Perhaps it is coincidental, or maybe it's part of the equation, but Texas' workers' compensation costs are among the lowest.
So here we have a plethora of states, likely with good data, to either enforce or refute the arguments advanced by AHS, the Florida Medical Association, the Maryland State Medical Society, the Maryland Workers' Compensation Health Care Association, and others who are against repackaged drug price caps or physician dispensing prohibitions.
It seems to me that if these folks had a good argument they would be presenting studies based on the data from these states that have implemented different practices to determine: a) whether doctors stop dispensing drugs if there are price caps and, b) what sort of delays, if any, are faced by injured workers who can't get their drugs from their doctor directly.
Maybe they have an argument, but if they do then it should be supported by data and facts, not hyperbole. Prove it and the skeptics will shut up.
But without solid evidence behind the arguments I, and many others, am having a very tough time believing the prognostications of dooms day for injured workers or physicians.
In the meantime, the NCOIL model requires:
- Prices be based on the average wholesale price set by the original manufacturer and assigned to the National Drug Code used by the original manufacturer or on the stock packaging used by the authorized drug distributor.
- All pharmaceutical bills submitted for repackaged drug products include the NDC number of the original manufacturer registered with the U.S. Food and Drug Administration or the manufacturer's authorized distributor.
- Reimbursements to be based on the current published manufacturer's average wholesale price – calculated on a per unit basis – as of the date of dispensing.

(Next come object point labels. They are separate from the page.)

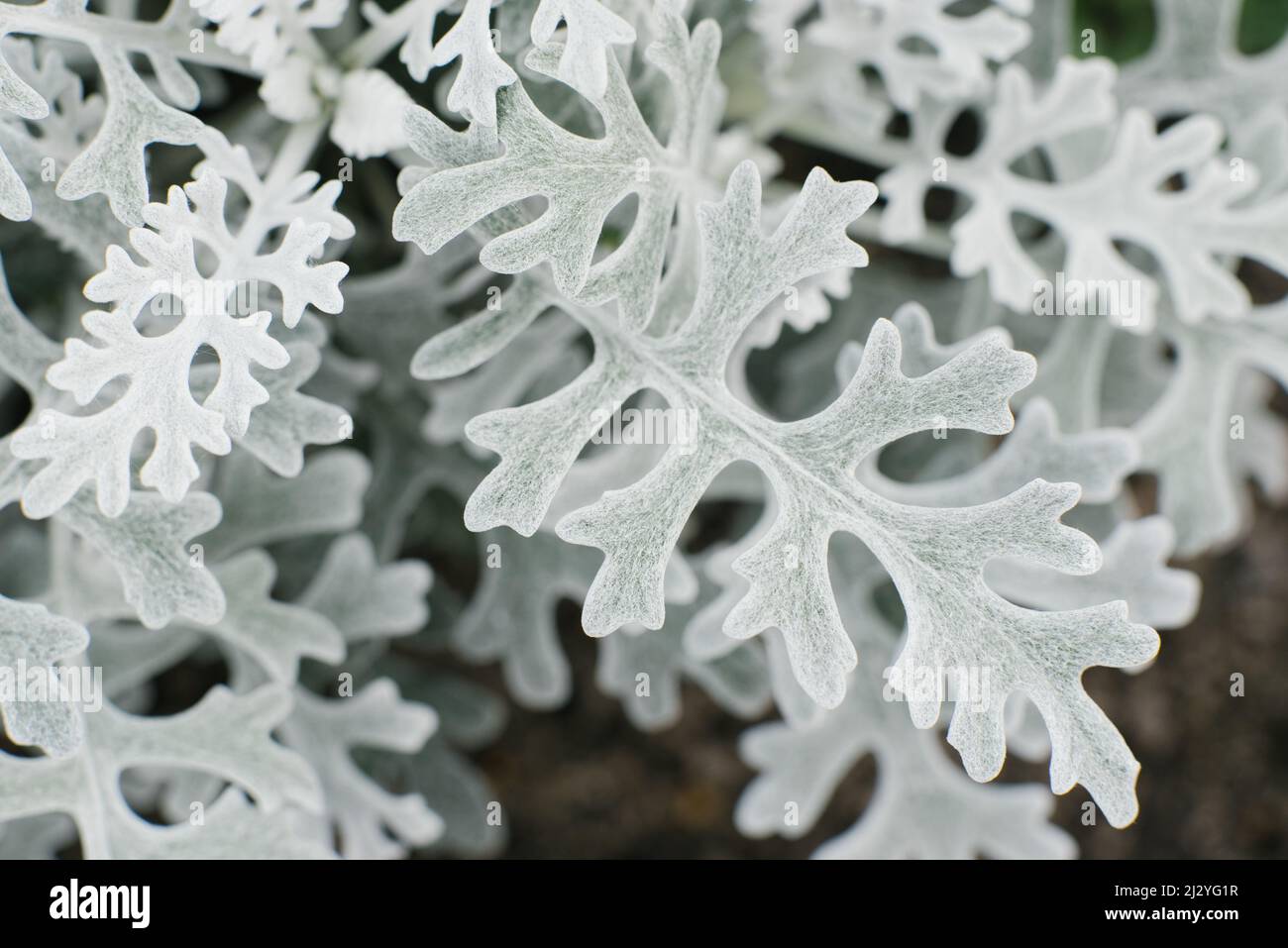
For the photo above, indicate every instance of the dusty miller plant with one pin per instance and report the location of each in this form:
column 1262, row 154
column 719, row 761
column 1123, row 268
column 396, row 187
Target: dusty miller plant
column 395, row 268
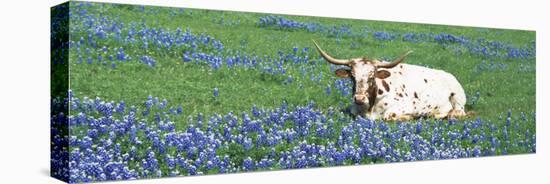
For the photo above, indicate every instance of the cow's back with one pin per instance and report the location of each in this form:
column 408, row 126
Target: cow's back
column 418, row 91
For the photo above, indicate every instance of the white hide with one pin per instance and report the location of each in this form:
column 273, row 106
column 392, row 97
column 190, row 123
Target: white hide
column 432, row 87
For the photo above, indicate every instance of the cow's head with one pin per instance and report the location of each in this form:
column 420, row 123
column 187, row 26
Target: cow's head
column 363, row 71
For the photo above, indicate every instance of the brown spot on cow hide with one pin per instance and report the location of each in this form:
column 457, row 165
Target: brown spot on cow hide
column 386, row 86
column 382, row 74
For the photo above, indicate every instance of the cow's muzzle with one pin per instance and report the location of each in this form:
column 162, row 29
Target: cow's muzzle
column 360, row 99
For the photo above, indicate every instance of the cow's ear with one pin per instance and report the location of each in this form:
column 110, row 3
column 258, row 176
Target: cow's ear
column 382, row 74
column 343, row 73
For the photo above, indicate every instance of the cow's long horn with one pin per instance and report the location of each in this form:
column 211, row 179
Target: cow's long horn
column 330, row 58
column 395, row 62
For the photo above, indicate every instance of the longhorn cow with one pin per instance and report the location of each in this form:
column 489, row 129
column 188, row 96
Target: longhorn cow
column 396, row 91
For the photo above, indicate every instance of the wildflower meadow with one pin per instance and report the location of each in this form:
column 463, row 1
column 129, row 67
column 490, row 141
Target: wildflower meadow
column 154, row 92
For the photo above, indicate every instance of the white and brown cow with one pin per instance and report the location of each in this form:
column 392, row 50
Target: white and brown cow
column 395, row 91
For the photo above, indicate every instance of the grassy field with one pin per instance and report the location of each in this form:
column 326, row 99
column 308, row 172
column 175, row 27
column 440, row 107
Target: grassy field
column 192, row 85
column 122, row 53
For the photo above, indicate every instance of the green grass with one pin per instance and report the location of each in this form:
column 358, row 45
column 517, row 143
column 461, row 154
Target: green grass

- A repackaged national drug code shall not be used and shall not be considered the manufacturer's NDC number. When providers don't include the manufacturer's NDC number, reimbursements should be limited to the average wholesale price assigned to the lowest priced therapeutically equivalent drug.
- Dispensing fees otherwise provided in state law shall be payable when applicable.
I don't know - these model laws don't seem too terribly invasive or restrictive. It seems to me that there is still plenty of reasonable profit available when a physician dispenses drugs directly to the patient. The point is to remove the inherent conflict of interest - there's a reason why dispensation of drugs is, by law and by practice, done by a pharmacy.
So if the opponents to repackaged drug controls have good, solid, peer reviewed studies proving their anecdotal arguments, please share them with the industry.
In the meantime, states that are having a tough time regulating this practice need some legislators with some cajones, or at least a modicum of morals, to control what, to me, is nothing more than specialty interest profiteering at the expense of society.